Nausea and vomiting occur as both an immediate and late effect of treatment with chemotherapeutic drugs such as cisplatin(Drug information on cisplatin) (Platinol). Radiation therapy, particularly when the treatment field includes the gastrointestinal tract, may also cause significant nausea.
In patients with advanced disease, whether cancer or HIV infection, a not infrequent cause of nausea and vomiting is a rapid increase in the dose of narcotic analgesics. In patients receiving high doses of narcotics, nausea may be severe, chronic, and accompanied by other gastrointestinal symptoms, including abdominal pain, constipation, and large bowel distention.
Psychosocial or Financial Factors--Decreased oral intake may result from psychosocial or financial factors. Patients have identified anxiety, depression, and/or a sense of isolation as factors interfering with oral intake. Neuropsychiatric symptoms associated with HIV infection and opportunistic pathogens of the central nervous system or central nervous system metastases, including dementia, sensory and motor abnormalities, and psychosis, also may result in decreased caloric intake.
Mechanical impediments to food intake secondary to strictures and/or progressive malignant disease further impair nutritional status. Oral and esophageal conditions that result in dysphasia and food aversions, such as esophageal candidiasis, aphthous stomatitis, and therapy-induced mucositis, occur in patients with both cancer and HIV infection. Cytomegaloviral or herpetic esophagitis are most frequently seen in the severely immunocompromised host. Bulky oropharyngeal Kaposi's sarcoma or other aerodigestive tract malignancies may also make eating painful or unpleasant.
Early satiety may further compromise oral intake. Early satiety may be secondary to ascites, hepatomegaly, or massive splenomegaly (due to progressive malignancy or organ infiltration by opportunistic infections [eg, cytomegalovirus or M avium complex]). Abdominal fullness, regardless of the cause, has been identified as one of the most important symptoms influencing weight loss in patients with unresectable malignancy .

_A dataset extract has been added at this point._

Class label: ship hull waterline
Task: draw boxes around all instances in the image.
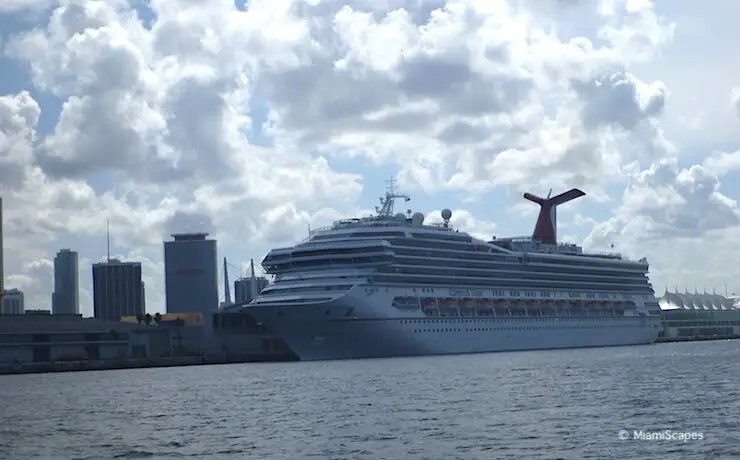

Diarrhea is the most common gastrointestinal tract symptom in patients with HIV infection. It is often difficult to treat and may become a major debilitating aspect of a patient's illness. Not infrequently, diarrhea is associated with decreased oral intake, perhaps because patients attempt to reduce fecal output by restricting food intake, or because unabsorbed nutrients in the gastrointestinal tract suppress appetite. Similarly, diarrhea is a prominent symptom in patients with certain tumors, such as metastatic islet-cell cancers.